Impressões: novo Ford GT é superesportivo nascido em berço esplêndido
O novo Ford GT aproveitou a experiência herdada das vitórias em corridas para fazer um dos mais incríveis esportivos já produzidos
Entro numa sala cheia de fotos do GT40 nas 24 Horas de Le Mans, inclusive a histórica vitória tripla de 1966. É o começo de uma imersão para entender o que é o novo Ford GT.
O responsável pelo projeto, Jamal Hameedi, explica como tudo começou: “Trabalhei no GT de 2004 e fui o engenheiro-chefe dessa nova geração. Então minha vida está ligada a este carro nos últimos 12 anos. Nesse tempo, muitos me perguntavam a mesma coisa: quando vão fazer um novo GT e quando vão voltar a Le Mans?”.
A resposta é o carro que eu estou prestes a dirigir em Utah (EUA) e que custa hoje US$ 450.000 (R$ 1,4 milhão) nos EUA e que na Europa chegará por uns 600.000 euros (R$ 2,1 milhão).
Ao olhar para o GT, é evidente que o estilo conserva a genética dos dois primeiros modelos. “Queríamos algo que não fosse exagerado, que parecesse sério e ameaçador, além de uma beleza de cair o queixo. Acho que fomos bem-sucedidos”, gaba-se o designer Craig Metros.
Tudo foi guiado pelo túnel de vento. Ele definiu a dianteira estreita e baixa, e posicionou motorista e passageiro muito perto um do outro. Já os engenheiros queriam o motor mais à frente possível. Essas duas diretrizes moldaram a forma do GT.

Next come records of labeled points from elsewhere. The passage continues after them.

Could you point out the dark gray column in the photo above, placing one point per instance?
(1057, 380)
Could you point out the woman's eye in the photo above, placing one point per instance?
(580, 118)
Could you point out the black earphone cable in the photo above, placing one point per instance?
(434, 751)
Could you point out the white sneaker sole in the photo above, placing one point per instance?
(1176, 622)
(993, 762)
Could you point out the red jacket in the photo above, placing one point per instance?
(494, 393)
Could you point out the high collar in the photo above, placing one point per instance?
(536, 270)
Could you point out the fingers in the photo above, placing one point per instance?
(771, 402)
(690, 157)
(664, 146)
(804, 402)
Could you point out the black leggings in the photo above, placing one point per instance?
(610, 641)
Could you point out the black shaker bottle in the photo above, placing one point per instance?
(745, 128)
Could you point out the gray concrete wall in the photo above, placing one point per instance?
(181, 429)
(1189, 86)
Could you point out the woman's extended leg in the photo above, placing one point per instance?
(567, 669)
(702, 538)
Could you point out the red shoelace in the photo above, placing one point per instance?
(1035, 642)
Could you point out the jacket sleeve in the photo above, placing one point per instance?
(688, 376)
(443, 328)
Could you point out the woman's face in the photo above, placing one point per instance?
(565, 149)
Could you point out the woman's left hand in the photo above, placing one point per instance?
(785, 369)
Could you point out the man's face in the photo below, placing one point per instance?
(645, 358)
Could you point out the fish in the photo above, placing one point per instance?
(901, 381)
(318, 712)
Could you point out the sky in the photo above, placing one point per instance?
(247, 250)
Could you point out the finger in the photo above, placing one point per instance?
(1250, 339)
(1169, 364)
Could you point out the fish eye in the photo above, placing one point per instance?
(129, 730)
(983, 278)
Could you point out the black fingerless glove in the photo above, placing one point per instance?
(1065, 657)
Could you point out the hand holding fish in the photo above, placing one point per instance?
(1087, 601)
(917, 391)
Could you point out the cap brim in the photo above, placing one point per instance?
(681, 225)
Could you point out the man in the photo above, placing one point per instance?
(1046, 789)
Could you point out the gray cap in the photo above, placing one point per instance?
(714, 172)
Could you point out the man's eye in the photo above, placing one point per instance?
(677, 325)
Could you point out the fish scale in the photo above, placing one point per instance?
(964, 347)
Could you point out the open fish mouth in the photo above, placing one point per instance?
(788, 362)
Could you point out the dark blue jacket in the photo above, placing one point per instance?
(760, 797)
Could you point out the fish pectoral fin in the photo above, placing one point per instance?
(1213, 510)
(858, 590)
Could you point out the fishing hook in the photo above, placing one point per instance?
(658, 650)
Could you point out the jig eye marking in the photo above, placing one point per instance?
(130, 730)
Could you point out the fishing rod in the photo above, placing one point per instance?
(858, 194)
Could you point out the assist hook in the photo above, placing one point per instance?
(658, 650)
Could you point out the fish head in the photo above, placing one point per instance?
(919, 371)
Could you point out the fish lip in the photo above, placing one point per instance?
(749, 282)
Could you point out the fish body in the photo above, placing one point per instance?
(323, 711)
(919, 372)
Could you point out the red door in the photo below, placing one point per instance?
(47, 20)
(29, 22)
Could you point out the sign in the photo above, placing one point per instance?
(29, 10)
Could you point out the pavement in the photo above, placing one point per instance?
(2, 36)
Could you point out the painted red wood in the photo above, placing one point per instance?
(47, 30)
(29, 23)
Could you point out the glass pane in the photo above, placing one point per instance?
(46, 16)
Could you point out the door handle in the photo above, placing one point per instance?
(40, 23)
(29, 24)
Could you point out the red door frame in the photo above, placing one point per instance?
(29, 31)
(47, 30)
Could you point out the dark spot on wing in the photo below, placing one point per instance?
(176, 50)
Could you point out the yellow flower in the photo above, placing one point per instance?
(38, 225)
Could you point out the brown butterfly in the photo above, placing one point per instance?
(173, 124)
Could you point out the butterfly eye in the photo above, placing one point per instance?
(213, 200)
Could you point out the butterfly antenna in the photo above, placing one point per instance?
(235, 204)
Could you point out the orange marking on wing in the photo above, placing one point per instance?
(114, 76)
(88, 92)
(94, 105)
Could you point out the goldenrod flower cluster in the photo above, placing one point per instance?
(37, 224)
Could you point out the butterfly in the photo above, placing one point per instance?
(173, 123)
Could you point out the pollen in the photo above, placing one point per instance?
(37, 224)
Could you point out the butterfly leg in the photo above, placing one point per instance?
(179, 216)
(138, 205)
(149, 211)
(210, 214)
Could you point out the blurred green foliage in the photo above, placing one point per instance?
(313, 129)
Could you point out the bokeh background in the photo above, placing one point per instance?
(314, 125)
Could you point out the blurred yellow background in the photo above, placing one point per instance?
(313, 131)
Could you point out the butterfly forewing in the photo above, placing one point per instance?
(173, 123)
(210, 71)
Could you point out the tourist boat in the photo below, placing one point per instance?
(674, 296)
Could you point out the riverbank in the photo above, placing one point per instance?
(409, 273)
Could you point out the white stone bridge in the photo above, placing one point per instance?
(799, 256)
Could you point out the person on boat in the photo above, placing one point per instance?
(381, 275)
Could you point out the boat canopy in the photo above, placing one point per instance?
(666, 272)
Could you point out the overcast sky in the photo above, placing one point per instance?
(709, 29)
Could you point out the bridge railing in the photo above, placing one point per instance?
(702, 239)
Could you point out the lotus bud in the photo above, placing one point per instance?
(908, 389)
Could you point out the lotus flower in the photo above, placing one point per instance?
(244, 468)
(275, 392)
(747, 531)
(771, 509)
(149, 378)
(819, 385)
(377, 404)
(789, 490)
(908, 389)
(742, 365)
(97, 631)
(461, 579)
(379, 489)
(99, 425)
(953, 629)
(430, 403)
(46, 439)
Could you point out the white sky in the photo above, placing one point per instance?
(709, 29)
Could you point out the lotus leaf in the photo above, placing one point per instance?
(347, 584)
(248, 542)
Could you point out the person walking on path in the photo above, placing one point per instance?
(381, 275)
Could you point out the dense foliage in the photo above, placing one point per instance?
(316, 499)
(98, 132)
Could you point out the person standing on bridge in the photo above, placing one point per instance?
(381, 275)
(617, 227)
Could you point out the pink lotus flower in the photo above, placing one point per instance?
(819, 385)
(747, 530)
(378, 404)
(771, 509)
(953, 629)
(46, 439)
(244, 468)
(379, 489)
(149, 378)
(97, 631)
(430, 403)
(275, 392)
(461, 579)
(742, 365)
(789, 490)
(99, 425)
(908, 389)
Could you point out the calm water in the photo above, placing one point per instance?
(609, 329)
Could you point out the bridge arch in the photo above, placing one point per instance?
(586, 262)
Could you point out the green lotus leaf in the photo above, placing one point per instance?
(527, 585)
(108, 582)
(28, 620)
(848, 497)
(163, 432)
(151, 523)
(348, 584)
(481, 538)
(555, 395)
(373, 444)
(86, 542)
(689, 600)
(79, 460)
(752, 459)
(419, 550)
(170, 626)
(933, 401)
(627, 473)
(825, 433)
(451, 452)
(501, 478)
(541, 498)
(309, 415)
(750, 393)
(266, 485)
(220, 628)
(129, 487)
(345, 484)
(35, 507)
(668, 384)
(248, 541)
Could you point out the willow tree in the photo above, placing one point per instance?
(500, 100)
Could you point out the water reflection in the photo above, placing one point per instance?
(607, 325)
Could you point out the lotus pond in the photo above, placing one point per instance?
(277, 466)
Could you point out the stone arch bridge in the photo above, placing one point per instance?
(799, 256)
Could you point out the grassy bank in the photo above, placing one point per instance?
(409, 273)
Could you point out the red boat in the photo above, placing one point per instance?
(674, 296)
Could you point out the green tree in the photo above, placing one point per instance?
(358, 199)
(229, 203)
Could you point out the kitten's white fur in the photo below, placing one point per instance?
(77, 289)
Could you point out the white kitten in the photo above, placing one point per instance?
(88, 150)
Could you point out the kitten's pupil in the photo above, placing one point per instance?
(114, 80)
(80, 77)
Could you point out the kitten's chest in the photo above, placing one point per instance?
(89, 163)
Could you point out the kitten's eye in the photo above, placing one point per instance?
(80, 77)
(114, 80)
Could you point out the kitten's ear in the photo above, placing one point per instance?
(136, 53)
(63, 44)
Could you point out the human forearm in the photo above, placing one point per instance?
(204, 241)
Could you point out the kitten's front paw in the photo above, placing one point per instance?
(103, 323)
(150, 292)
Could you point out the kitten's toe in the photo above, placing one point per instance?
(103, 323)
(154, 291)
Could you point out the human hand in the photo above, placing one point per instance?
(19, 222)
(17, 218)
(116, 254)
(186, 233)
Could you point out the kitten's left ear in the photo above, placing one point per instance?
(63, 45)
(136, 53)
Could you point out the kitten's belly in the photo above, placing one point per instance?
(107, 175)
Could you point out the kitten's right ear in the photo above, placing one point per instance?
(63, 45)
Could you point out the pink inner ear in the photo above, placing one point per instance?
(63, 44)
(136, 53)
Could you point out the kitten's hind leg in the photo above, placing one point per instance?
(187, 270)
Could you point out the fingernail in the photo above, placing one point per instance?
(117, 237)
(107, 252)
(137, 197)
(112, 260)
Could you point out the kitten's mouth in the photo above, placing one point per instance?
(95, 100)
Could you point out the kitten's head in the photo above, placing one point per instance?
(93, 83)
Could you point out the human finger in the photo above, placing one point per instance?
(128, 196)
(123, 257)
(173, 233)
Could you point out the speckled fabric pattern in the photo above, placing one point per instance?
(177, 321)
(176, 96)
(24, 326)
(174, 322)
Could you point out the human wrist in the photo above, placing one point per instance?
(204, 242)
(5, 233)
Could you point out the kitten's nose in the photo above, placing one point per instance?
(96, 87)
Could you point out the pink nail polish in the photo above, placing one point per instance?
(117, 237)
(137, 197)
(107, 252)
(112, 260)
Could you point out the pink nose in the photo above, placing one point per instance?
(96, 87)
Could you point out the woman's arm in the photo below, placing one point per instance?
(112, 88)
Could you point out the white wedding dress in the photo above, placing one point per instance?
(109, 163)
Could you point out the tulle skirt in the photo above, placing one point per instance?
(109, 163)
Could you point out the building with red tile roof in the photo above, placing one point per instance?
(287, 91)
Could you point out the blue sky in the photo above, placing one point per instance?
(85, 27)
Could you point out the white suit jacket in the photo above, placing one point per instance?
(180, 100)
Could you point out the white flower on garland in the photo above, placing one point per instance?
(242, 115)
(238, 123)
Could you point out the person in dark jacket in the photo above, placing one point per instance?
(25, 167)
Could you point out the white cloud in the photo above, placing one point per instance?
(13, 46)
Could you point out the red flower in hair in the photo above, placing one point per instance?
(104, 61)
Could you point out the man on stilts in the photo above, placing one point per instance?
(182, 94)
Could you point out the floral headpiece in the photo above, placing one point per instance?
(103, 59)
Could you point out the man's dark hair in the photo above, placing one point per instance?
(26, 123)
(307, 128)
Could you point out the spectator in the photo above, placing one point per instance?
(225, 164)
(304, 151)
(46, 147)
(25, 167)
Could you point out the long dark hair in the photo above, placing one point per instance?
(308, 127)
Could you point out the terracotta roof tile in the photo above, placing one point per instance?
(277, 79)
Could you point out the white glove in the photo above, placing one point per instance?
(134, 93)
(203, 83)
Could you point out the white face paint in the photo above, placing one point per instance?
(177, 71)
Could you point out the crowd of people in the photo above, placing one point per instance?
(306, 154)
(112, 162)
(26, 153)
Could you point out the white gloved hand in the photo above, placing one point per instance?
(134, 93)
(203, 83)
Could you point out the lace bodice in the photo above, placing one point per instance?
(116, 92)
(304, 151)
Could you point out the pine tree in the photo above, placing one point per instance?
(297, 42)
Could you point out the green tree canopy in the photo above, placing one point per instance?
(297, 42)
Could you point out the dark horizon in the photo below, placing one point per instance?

Aliás, a aerodinâmica é tudo aqui (afinal, ele nasceu para Le Mans). A asa traseira inclina-se e fica mais longa (pode até frear o carro) e o segmento que liga o teto ao para-lama traseiro tanto faz o ar escoar mais rapidamente como melhora a estabilidade direcional em alta velocidade.
Toda a carroceria é de fibra de carbono, o que reduziu peso e ajudou os designers a chegar às formas finais, que seriam difíceis de moldar com outros materiais. Por isso, ele tem 1.385 kg (menos que um Jeep Renegade), perdendo só para a referência do segmento, o McLaren 720S, com 1.283 kg.
Até o painel de bordo é todo de carbono, pois está incorporado ao monocoque (célula de sobrevivência), também feito do mesmo material. Aliás, no monocoque está presa a base dos bancos, que não se deslocam.
Como nos carros de corrida, o assento não avança ou recua: são os elementos à sua volta que se movem, como os pedais e a direção. Também das pistas veio o volante que concentra os comandos, ficando de fora só os ajustes de ventilação (à direita da central multimídia) e dos faróis (à esquerda da direção).
No volante, há um comando rotativo para escolher um dos cinco modos de uso – Normal, Wet, Sport, Track e V-Max, este último pensado para rodovias alemãs ou velocidade máxima, com a suspensão e a asa traseira na posição mais baixa.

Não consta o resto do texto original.